Naturally, there are a lot of different variables that will come into play when deciding what’s the right age for your child to receive their first telescope. That being said, it’s generally accepted that 8 is the lowest recommended starting age. Of course, it’s all case-by-case, and you shouldn’t be afraid to buy your 6- or 7-year-old a telescope if you trust them and they’re really showing interest.

Should I buy a regular telescope or a children’s telescope?

Obviously, you came to this article because you’re looking for children’s telescopes. But if you have an older kid that’s really taken an interest, you shouldn’t be too worried about making the jump and buying them an adult telescope. A good children’s telescope should act as a jumping-off point to get your child engaged in the wonderful world of astrology. Once that’s done, they’re ready for the real deal.

Can you take pictures through a telescope?

As we saw with the Orion FunScope 76mm Tabletop Telescope, the very short answer to this question is “yes.” Of course, not every telescope is going to have a designated feature that makes taking smartphone pictures accessible. That being said, you can always just take a picture through the lens, but we can’t promise the best results with that approach if you don’t have an adapter assisting you.
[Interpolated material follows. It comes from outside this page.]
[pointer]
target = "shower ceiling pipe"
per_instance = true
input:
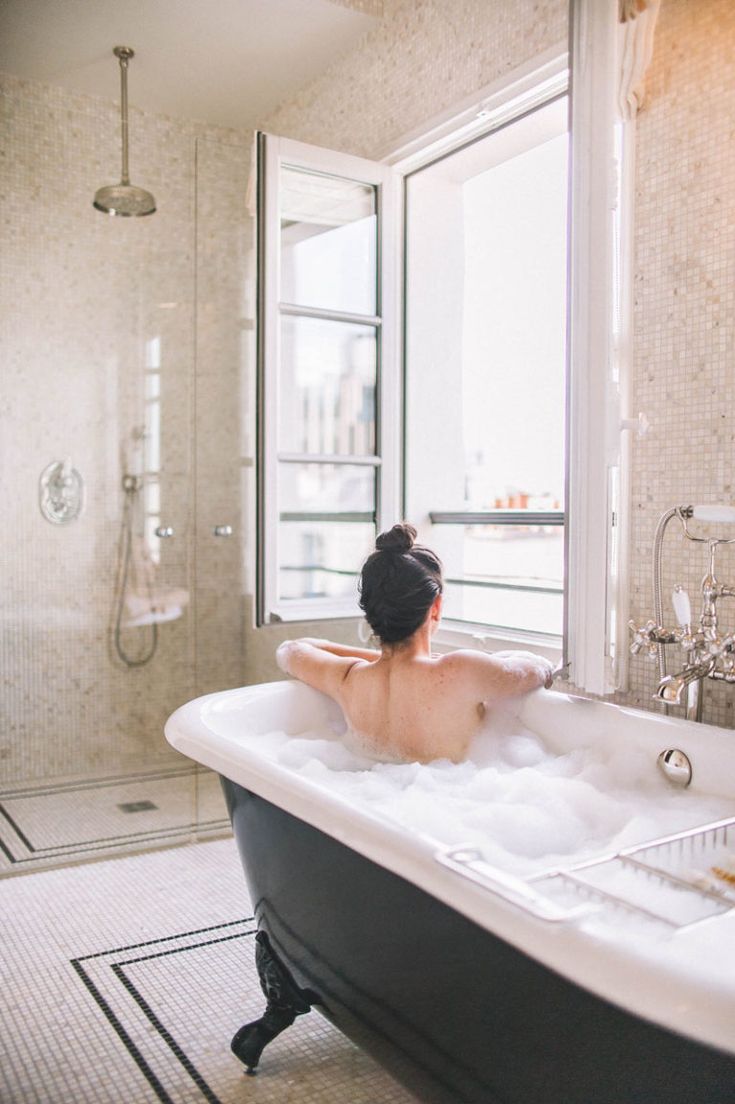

Can you use a telescope during the day?

Yes! This is great news for the kids with early bedtimes or for those of you who live in areas with longer daylight. While there will be a certain dip in visibility, the brightest stars in the sky will still be visible even when the sun is shining, so you don’t have to think of astronomy as exclusively a night-time hobby.

Verdict: Your Best Telescope for Kids 

It’s time for a little recap. Your head might be spinning from all that information, and we want to help you make heads or tails of everything. We’ve summed up the most interesting telescopes on our list below, placing an emphasis on the feature that really sets them apart. We hope that this will speed up your buying process and help you find what you’re looking for.

If you want the best value for money, pick the Sky-Watcher Heritage-76 Telescope.

The first product on our list earned that spot for exactly one reason: it’s the best bargain for your dollar. The Sky-Watcher Heritage-76 Telescope is incredibly affordable but still manages to offer fantastic performance. it has a sturdy base and a 300mm focal length that will let you see all of the major deep space objects. On top of that, it’s pretty light and kids of all ages will be able to use this telescope. This should be the first telescope any parent looks at for their young Copernicus.

If you need to take pictures through your telescope, pick the Orion FunScope 76mm Tabletop Reflector Telescope.

Everybody wants something concrete to hold onto after advancing in a hobby. Nothing is a better motivator than observable progress. And that’s why the Orion FunScope 76mm Tabletop Reflector Telescope is sure to keep your child engaged longer than any other telescope. Its smartphone mount will let your child take some amazing astrophotos that they can post on Instagram or print out to decorate their room. This will really let them share their new hobby with their friends. If you have a child that’s just as interested in photography as astronomy, then the Orion FunScope 76mm Tabletop Reflector Telescope is the only telescope for them.

If you want to keep the spending cheap, pick the Sky-Watcher Infinity-76P.

Nobody likes spending money. That goes double for parents who are maybe a little skeptical that their child will stick to this new hobby they’re showing an interest in. This telescope, really a toy telescope at its core, is perfect for your youngest child itching to stargaze. It obviously doesn’t exactly compete with the Hubble telescope, but it’s cheap, small, and has a cute design. For anyone on a budget or parents with a baby genius on their hands, the Sky-Watcher Infinity-76P should be your go-to telescope.

That brings us to the end of our list. We showed you 4 great telescopes, but there are thousands of products out there. Don’t feel shy to keep looking around if none of our products caught your eye. If that’s the case, we at least hope we helped serve as a jumping-off point and that our FAQs addressed your concerns and worries. That’s all for now. We hope your child enjoys the stargazing!